En Materiales para un autorretrato (2017), antología de textos inéditos de Walter Benjamin, que compiló Marcelo G. Burello en el Fondo de Cultura Económica, se inserta un curioso escrito titulado “La menospreciada virilidad de Hitler”. Benjamin escribió aquel apunte en 1934, es decir, antes de que Chaplin dirigiera su película El gran dictador (1940). El texto es, por tanto, un vislumbre de la contraposición entre Chaplin y Hitler.
         Decía Benjamin que al comparar a Hitler con la imagen del lumpen o el vagabundo, representada por Chaplin, se podía captar con mayor fidelidad la “sordidez” del dictador. Mientras que los gritos de Hitler amedrentaban al pueblo, la risa de Chaplin, según Benjamin, provocaba una “distensión de las masas”. Por ser su perfecta negación, “Chaplin podía hacer del Führer de la cabeza a los pies”.

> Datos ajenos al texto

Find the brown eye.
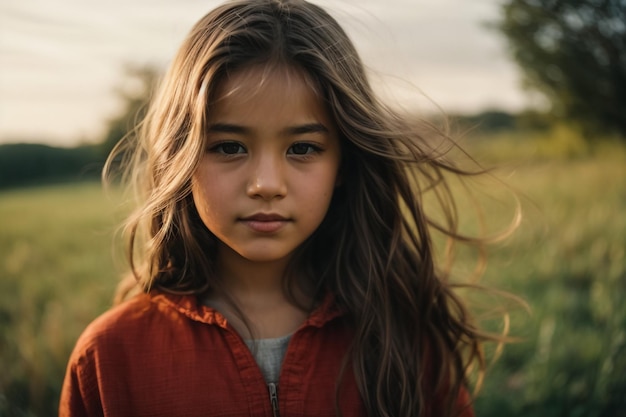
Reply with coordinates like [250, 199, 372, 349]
[287, 142, 320, 155]
[210, 142, 246, 155]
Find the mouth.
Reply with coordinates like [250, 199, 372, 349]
[240, 213, 291, 233]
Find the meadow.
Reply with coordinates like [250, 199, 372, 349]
[0, 135, 626, 417]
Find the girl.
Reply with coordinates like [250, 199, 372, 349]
[60, 0, 504, 417]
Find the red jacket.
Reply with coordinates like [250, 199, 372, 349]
[59, 293, 473, 417]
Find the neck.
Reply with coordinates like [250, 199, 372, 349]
[217, 245, 289, 304]
[205, 244, 312, 338]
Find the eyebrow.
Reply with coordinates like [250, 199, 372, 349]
[209, 123, 328, 135]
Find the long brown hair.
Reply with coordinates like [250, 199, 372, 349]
[107, 0, 512, 417]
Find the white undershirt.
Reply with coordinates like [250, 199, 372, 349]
[245, 334, 291, 384]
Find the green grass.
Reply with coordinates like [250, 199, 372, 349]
[0, 138, 626, 417]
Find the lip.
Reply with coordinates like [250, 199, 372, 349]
[240, 213, 290, 233]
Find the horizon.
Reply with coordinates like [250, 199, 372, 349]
[0, 0, 537, 146]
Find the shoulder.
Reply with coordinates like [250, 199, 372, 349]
[74, 294, 157, 352]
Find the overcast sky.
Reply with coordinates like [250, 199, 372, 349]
[0, 0, 529, 145]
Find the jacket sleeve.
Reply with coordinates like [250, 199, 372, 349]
[59, 351, 104, 417]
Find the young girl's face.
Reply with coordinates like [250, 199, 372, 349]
[192, 66, 341, 263]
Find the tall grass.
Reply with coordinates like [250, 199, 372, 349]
[0, 183, 124, 416]
[0, 137, 626, 417]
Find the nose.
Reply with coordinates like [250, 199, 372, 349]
[247, 155, 287, 201]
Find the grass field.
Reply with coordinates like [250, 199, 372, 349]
[0, 138, 626, 417]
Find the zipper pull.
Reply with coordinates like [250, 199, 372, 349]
[267, 382, 280, 417]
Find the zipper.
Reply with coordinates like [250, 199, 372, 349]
[267, 382, 280, 417]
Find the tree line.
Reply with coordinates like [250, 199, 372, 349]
[0, 0, 626, 188]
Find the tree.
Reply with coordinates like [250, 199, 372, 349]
[497, 0, 626, 138]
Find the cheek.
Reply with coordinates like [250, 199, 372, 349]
[191, 175, 220, 224]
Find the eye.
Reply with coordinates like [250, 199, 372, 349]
[287, 142, 321, 155]
[209, 142, 246, 155]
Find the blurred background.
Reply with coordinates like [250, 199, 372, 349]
[0, 0, 626, 417]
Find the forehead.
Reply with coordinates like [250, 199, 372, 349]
[208, 64, 329, 122]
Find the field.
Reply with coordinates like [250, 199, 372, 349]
[0, 138, 626, 417]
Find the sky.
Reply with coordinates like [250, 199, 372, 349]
[0, 0, 532, 146]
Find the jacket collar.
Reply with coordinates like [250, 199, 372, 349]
[150, 290, 343, 329]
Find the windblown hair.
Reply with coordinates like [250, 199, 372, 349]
[105, 0, 510, 417]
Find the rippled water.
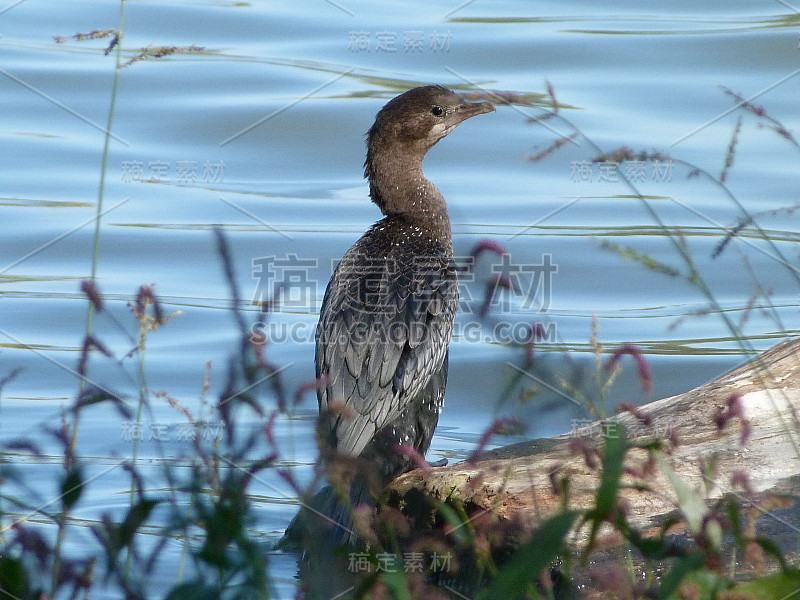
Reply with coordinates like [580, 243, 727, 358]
[0, 0, 800, 597]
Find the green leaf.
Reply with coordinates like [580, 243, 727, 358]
[658, 552, 706, 600]
[0, 556, 28, 598]
[165, 582, 219, 600]
[475, 510, 580, 600]
[586, 423, 628, 548]
[383, 556, 411, 600]
[659, 554, 728, 600]
[61, 467, 83, 510]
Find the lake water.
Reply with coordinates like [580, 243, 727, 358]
[0, 0, 800, 598]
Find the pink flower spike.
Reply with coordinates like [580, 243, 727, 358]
[603, 344, 653, 394]
[469, 239, 508, 265]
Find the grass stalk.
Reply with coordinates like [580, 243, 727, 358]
[50, 0, 125, 598]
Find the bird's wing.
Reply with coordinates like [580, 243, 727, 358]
[316, 237, 458, 456]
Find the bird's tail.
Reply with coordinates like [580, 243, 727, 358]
[278, 475, 376, 550]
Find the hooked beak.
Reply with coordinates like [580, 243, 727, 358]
[448, 100, 494, 127]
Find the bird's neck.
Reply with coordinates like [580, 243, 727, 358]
[365, 142, 451, 244]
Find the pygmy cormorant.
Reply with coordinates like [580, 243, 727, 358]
[316, 85, 494, 543]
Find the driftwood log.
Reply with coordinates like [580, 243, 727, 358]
[392, 339, 800, 551]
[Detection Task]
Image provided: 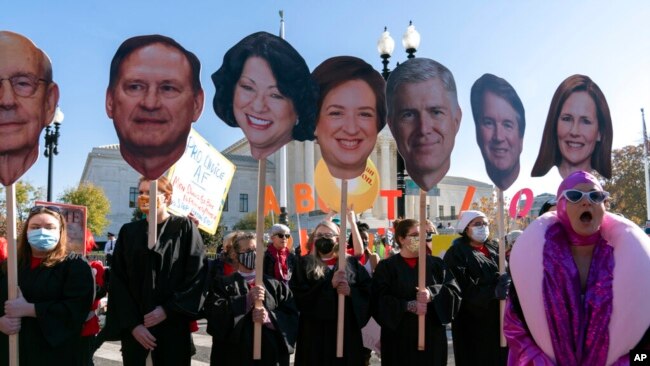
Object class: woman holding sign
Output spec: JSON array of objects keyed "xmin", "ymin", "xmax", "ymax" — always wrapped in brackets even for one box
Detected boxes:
[
  {"xmin": 106, "ymin": 177, "xmax": 205, "ymax": 366},
  {"xmin": 205, "ymin": 232, "xmax": 298, "ymax": 366},
  {"xmin": 444, "ymin": 211, "xmax": 509, "ymax": 366},
  {"xmin": 312, "ymin": 56, "xmax": 386, "ymax": 179},
  {"xmin": 212, "ymin": 32, "xmax": 317, "ymax": 160},
  {"xmin": 0, "ymin": 206, "xmax": 94, "ymax": 366},
  {"xmin": 371, "ymin": 219, "xmax": 460, "ymax": 365},
  {"xmin": 289, "ymin": 221, "xmax": 371, "ymax": 366}
]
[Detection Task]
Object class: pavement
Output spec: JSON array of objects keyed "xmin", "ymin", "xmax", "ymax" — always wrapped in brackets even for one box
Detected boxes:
[{"xmin": 93, "ymin": 320, "xmax": 455, "ymax": 366}]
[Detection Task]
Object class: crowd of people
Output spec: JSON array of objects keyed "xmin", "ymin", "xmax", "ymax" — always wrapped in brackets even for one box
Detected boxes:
[
  {"xmin": 0, "ymin": 171, "xmax": 650, "ymax": 366},
  {"xmin": 0, "ymin": 176, "xmax": 650, "ymax": 366},
  {"xmin": 0, "ymin": 31, "xmax": 650, "ymax": 366}
]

         En Chaplin la “docilidad” estaba a la vista de todos. De ahí que lo cómico de sus acciones develara la afectada solemnidad de Hitler. Chaplin exponía la ridiculez del militarismo hitleriano: “se ha vuelto el cómico más grande porque se ha adueñado del más hondo horror de los contemporáneos”. Su bastoncito es la escalera “por donde trepa el parásito” y su bombín, “que no tiene lugar fijo en la cabeza, revela que el dominio de la burguesía se tambalea”.
         No era la primera vez –ni la última- que Benjamin escribiría sobre Chaplin. En 1928 había comentado El Circo, haciendo eco de la lectura de aquella película del poeta surrealista Philippe Soupault. Benjamin y Soupault pensaban que en el cine de Chaplin se producía una genuina “resonancia de pueblo a pueblo”, por la cual el público pobre se identificaba radicalmente con Charlot. Esa identificación era el reverso de las masas fanáticas que seguían a Mussolini en Italia y a Hitler en Alemania.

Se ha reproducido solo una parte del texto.